Further, there is no evidence that the consideration for the lump sum payments was beneficial to the debtor in possession in the operation of the business. In fact, four days after appellants were terminated, the debtor in possession moved the bankruptcy court for permission to reject the employment contracts and eventually did so. Thus, appellants' agreement to forego other employment opportunities to work for CFS in return for the promise of the lump sum payments was of no benefit to the estate. The lump sum payments were not actual, necessary costs and expenses of preserving the estate. See 11 U.S.C. § 503(b)(1)(A).

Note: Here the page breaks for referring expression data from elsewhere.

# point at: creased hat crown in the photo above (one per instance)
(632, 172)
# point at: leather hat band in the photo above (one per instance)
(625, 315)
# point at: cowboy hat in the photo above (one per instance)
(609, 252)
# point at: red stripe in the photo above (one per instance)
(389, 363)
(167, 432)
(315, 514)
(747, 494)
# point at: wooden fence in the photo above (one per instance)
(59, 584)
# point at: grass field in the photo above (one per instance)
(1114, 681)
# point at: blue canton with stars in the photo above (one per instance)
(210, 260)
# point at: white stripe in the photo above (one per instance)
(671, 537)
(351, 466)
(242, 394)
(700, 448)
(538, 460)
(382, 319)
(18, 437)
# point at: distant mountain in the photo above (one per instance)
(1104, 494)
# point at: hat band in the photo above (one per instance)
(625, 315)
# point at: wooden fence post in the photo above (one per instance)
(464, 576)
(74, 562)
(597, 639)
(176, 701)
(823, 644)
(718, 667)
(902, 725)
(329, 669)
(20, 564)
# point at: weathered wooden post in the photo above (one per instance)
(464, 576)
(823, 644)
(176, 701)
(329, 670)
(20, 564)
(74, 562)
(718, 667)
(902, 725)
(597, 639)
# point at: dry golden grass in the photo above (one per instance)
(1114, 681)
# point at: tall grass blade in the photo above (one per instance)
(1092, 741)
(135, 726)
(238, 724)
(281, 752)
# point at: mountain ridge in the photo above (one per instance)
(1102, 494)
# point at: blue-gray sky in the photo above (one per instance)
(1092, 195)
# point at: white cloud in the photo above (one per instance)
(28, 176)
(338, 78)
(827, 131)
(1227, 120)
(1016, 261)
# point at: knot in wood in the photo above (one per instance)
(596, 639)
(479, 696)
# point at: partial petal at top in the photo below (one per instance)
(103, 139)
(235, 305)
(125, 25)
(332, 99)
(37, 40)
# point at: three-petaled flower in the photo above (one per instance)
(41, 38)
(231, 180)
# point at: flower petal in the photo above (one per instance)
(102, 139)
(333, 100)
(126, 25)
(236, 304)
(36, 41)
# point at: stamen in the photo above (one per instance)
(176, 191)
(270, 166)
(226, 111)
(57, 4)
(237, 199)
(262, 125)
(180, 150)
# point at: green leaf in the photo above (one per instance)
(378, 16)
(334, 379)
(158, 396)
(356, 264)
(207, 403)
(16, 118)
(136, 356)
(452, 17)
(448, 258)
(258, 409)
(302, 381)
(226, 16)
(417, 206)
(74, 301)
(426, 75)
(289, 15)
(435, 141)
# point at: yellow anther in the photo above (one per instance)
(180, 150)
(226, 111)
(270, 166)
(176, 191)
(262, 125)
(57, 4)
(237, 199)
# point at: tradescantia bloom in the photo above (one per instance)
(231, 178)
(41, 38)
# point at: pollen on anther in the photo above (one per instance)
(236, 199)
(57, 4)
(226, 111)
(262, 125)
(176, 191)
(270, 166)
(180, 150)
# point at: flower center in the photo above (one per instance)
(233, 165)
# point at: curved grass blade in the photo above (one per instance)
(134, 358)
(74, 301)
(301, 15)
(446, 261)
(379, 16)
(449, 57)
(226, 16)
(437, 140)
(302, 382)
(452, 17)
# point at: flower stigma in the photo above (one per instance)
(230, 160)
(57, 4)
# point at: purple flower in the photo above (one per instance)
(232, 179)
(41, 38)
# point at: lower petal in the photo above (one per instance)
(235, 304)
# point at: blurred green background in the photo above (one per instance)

Appellants cite Teamsters Local No. 310 v. Ingrum (In re Tucson Yellow Cab Co.), 789 F.2d 701, 704 (9th Cir. 1986), in which the Ninth Circuit held that severance pay in lieu of notice was entitled to administrative priority. That case, driven largely by equitable concerns, is distinguishable. In Tucson Yellow Cab, a collective bargaining agreement between the taxi drivers and the company provided for two weeks notice prior to termination or severance pay in lieu of notice. The clear intent of the parties was to compensate the drivers for at least two weeks before termination, either by providing them with two weeks notice, after which the drivers would presumably work two more weeks and be paid, or to pay them two weeks severance pay and terminate them immediately. The pay in lieu of notice was clearly a component of compensation. Here, in contrast, appellants were paid their normal wages for the three weeks they worked post-petition. The lump sum cash payments were not "wages, salaries, or commissions for services rendered after the commencement of the case." See 11 U.S.C. § 503(b)(1)(A).
Here, as in Mammoth Mart, the salaries paid appellants fully compensated them for their post-petition services to the debtor in possession. "The claims for [the lump sum payments] are based entirely upon [consideration supplied] by appellants to the debtor, and, as such, are not entitled to priority." Mammoth Mart, 536 F.2d at 955.
The judgment of the United States District Court for the Northern District of Oklahoma is AFFIRMED.